Раз – это было уж в конце мая – он целый день не приходил. К вечеру, часов в восемь, я не вытерпела: дай, думаю, пойду к Анне Ивановне – может, и он с поезда вернулся.
Погода стояла славная, тепло, тихо. По улицам и огней не зажигали, совсем день, светло. У Анны Ивановны посидела я немного – гляжу, идет он.
– Здравствуйте, – говорит, – как здоровье? Душевно рад вас видеть. Я сегодня целый день ездил, вот только сейчас с поезда.
Пока мы там сидели, я все время над ним смеялась, дерзкие речи говорила, сама не знаю отчего. А он был самолюбивый: вижу я, побледнел, губы кусает – рассердился. Стало мне его жалко, однако я этого не показываю, собираюсь домой.
Анна Ивановна в разговоре нашем его сторону держала, спорила со мной. Он как будто повеселел.
– Позвольте, – говорит, – проводить вас, Прасковья Александровна; вот и Анна Ивановна пойдет, погода очень прекрасная.
Мы вышли.
Стало свежее и как будто стемнело; часы на вокзале показывали одиннадцать. Мне было весело и легко. Николай перестал дуться, шутил и смеялся.

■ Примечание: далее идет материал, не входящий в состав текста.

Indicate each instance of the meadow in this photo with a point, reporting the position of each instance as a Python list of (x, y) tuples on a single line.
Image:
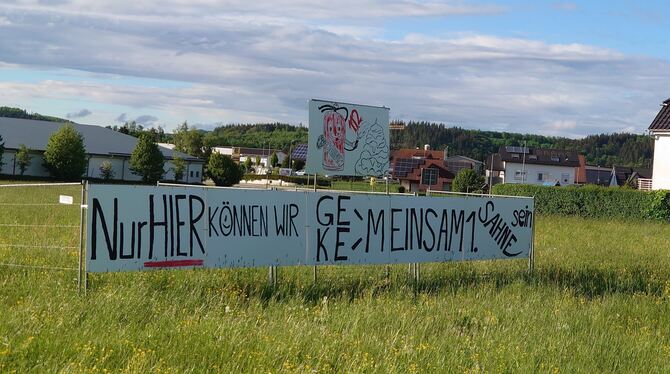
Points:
[(598, 301)]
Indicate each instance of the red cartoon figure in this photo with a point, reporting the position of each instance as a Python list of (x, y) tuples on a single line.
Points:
[(334, 139)]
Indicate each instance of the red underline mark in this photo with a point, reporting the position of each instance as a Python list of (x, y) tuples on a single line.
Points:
[(173, 263)]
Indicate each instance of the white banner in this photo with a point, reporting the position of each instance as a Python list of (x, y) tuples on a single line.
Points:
[(347, 139), (145, 227)]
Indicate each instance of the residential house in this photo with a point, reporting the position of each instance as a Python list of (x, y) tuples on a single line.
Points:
[(102, 144), (241, 154), (660, 130), (533, 166), (421, 169)]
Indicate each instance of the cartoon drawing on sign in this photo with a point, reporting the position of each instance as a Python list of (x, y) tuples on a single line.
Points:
[(334, 139), (374, 158)]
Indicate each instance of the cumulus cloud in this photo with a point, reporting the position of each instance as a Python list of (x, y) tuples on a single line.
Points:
[(241, 61), (146, 120), (123, 118), (80, 114)]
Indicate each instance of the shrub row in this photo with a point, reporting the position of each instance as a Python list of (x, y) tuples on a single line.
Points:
[(594, 201), (297, 179)]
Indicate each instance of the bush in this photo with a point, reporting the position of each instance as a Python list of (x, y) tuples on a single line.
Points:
[(467, 180), (297, 179), (593, 201), (223, 170), (65, 155), (147, 160)]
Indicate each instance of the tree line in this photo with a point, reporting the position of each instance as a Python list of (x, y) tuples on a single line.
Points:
[(623, 149), (632, 150)]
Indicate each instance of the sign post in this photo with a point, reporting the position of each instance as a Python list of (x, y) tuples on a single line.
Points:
[(347, 139), (136, 228)]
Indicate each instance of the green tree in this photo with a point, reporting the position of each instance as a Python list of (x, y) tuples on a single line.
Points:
[(274, 160), (467, 180), (147, 160), (23, 158), (189, 141), (298, 164), (2, 151), (179, 166), (223, 170), (106, 170), (65, 154)]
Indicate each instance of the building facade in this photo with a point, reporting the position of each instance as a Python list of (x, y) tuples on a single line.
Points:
[(660, 130), (101, 144)]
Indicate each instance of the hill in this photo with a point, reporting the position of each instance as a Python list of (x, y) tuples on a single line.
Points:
[(604, 149), (624, 149), (10, 112)]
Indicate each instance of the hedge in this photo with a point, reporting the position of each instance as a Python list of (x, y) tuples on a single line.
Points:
[(594, 201)]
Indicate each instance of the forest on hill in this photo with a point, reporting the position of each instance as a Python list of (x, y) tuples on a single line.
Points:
[(623, 149), (603, 149)]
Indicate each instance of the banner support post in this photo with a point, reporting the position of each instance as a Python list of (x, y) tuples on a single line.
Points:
[(81, 237), (531, 255)]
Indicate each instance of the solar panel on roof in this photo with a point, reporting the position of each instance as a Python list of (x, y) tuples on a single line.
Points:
[(299, 152), (429, 176), (516, 149)]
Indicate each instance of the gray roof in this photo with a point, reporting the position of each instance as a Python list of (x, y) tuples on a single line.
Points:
[(662, 120), (98, 140)]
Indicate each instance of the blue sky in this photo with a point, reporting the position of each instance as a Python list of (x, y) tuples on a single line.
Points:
[(554, 68)]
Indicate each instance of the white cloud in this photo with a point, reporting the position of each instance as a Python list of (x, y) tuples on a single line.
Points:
[(244, 62), (80, 114)]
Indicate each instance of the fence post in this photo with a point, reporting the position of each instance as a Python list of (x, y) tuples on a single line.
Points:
[(82, 217), (531, 255)]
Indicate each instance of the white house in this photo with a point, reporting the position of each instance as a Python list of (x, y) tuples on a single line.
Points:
[(533, 166), (660, 130), (102, 144), (241, 154)]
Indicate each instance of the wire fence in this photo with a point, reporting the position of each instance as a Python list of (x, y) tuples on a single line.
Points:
[(37, 231)]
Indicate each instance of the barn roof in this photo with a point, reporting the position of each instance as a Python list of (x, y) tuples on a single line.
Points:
[(98, 140), (662, 120)]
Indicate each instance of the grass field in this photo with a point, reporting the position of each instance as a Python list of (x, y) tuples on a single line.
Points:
[(597, 302)]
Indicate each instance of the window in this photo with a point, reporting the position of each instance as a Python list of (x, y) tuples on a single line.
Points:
[(429, 176)]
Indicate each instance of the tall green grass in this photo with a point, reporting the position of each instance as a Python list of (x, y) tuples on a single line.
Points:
[(597, 302)]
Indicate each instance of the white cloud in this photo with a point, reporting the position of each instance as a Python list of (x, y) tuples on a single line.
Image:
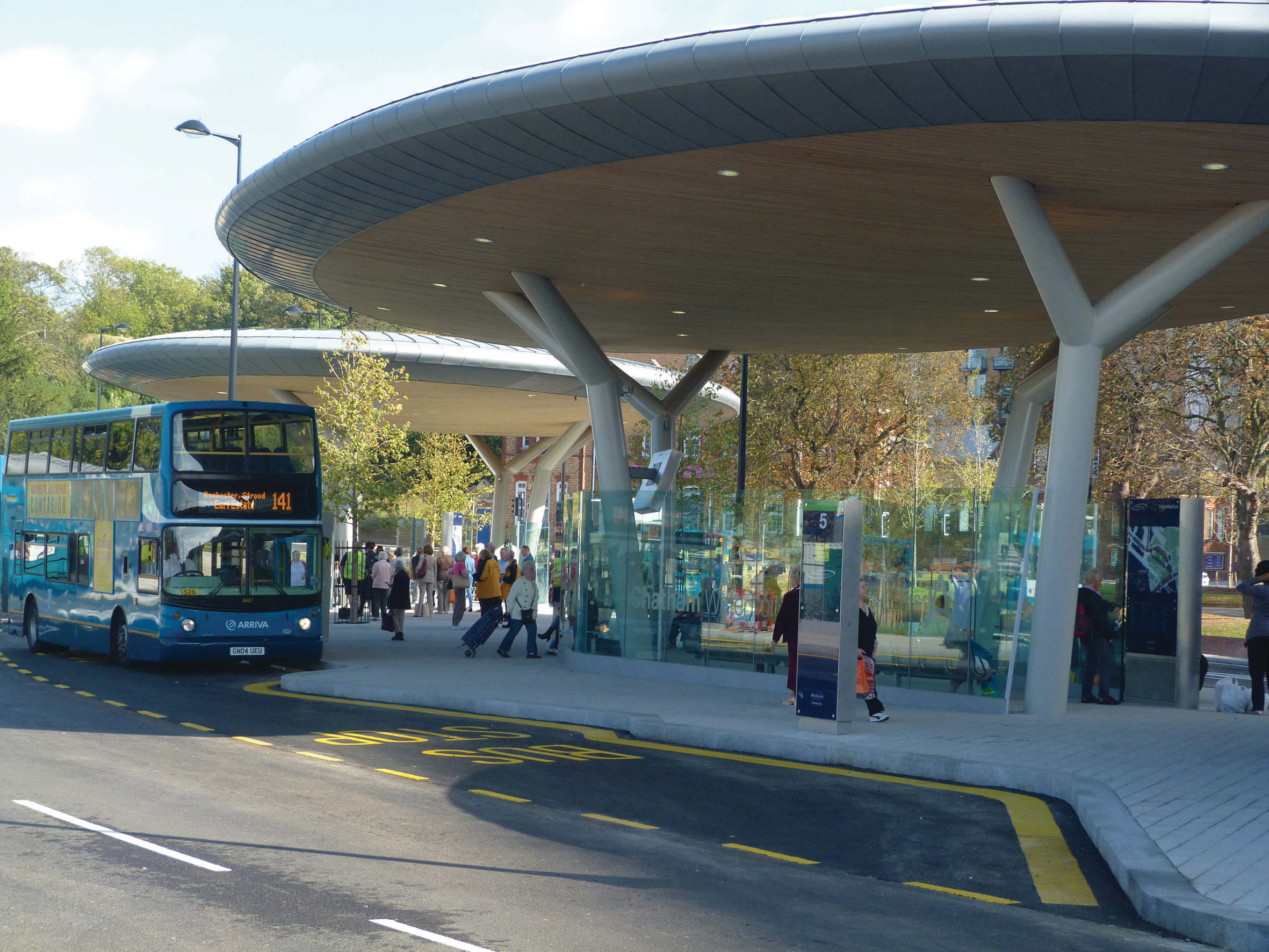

Мы проходили по Лиговке; вдруг слышим – музыка играет, окна освещены.
– Что это? – спрашиваю я у Николая.
– Это гостиница «Дунай». Хорошая гостиница. Хотите, зайдем? Выпьем чайку, музыку послушаем. Право, зайдем? Ведь вам еще не поздно, Прасковья Александровна…
Я не знала, что сказать; заходить мне не хотелось, а отказаться – его было жаль: он так просил, и так я его обижала.
Вдруг Анна Ивановна говорит:
– Зайдем, пожалуй, отчего не зайти? Вы нам пару пива поставите. Идешь, Паша?